“[People] must be taught how to think, not what to think.” -Margaret Mead
Let’s clear up one misconception right here. College is not for teaching people how to do a job. It may teach some skills or the foundations for a type of work, but it is not a vocational school. College is for learning how to plan, gather resources, move others, and complete projects. College is for learning how to think critically.
Cutting to the chase: College is about learning how to think in ways that can be applied to different work—because people do change jobs and professions—and life in general. College, essentially, is for learning how to learn …by yourself …for the rest of your life.
Okay. But what does this have to do with training behavior?
Companies like to train behavior ….or, at least they think that’s what they are doing. But they do it wrong. They teach a bevy of behavioral activities (think: shake hands, smile, say nice things to the customer, etc.) in hopes they will be repeated like an actor’s lines in a play.

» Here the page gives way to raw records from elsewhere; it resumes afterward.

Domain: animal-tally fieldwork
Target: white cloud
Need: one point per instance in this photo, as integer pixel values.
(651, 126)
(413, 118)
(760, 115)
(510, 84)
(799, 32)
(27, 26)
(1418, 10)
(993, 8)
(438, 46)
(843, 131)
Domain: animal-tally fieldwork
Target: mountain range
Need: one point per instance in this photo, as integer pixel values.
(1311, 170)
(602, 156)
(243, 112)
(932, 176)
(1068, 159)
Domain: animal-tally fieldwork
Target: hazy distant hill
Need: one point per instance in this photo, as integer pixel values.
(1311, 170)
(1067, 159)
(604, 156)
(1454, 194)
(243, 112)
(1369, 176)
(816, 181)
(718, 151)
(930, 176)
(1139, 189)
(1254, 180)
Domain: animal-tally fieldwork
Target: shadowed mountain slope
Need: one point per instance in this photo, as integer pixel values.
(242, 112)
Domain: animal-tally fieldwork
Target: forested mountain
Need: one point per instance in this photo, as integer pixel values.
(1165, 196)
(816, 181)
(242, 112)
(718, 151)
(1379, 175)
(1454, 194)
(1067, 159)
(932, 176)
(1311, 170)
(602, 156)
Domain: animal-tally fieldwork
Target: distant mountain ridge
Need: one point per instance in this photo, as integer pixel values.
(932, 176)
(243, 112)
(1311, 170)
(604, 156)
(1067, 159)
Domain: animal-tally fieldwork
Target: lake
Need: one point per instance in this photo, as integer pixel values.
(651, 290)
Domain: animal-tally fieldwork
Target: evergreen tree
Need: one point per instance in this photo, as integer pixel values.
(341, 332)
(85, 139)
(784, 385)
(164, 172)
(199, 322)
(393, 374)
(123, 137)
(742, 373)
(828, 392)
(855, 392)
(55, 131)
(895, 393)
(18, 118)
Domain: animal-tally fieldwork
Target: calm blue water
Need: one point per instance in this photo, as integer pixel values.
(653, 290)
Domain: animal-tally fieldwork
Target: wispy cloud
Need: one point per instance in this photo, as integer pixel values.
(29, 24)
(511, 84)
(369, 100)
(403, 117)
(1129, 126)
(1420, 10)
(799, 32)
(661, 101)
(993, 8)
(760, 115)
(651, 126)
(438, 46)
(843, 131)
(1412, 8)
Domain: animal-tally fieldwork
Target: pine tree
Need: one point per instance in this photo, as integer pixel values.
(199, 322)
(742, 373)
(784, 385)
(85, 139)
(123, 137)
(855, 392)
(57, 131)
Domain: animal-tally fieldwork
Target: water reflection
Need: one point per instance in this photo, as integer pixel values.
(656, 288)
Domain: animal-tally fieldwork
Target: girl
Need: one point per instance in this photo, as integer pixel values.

The problem is that those rote activities quickly fail when situations different from those in the “training” come up—and they do come up …frequently.
What’s missing is the thinking behind those behaviors. What’s missing is what colleges are trying to do, namely, train the mindset necessary to adapt and critically discern the best course of action.
Training behavior with rote “scripts” is like putting a Band-Aid on cancer. If you want real change that makes a real difference, it begins with the surgery of influencing thinking. It begins with helping people learn not only what to do but how to determine what’s best, i.e., how to improvise. And dealing with people—that’s just about everything we do at work—is almost always improvisation.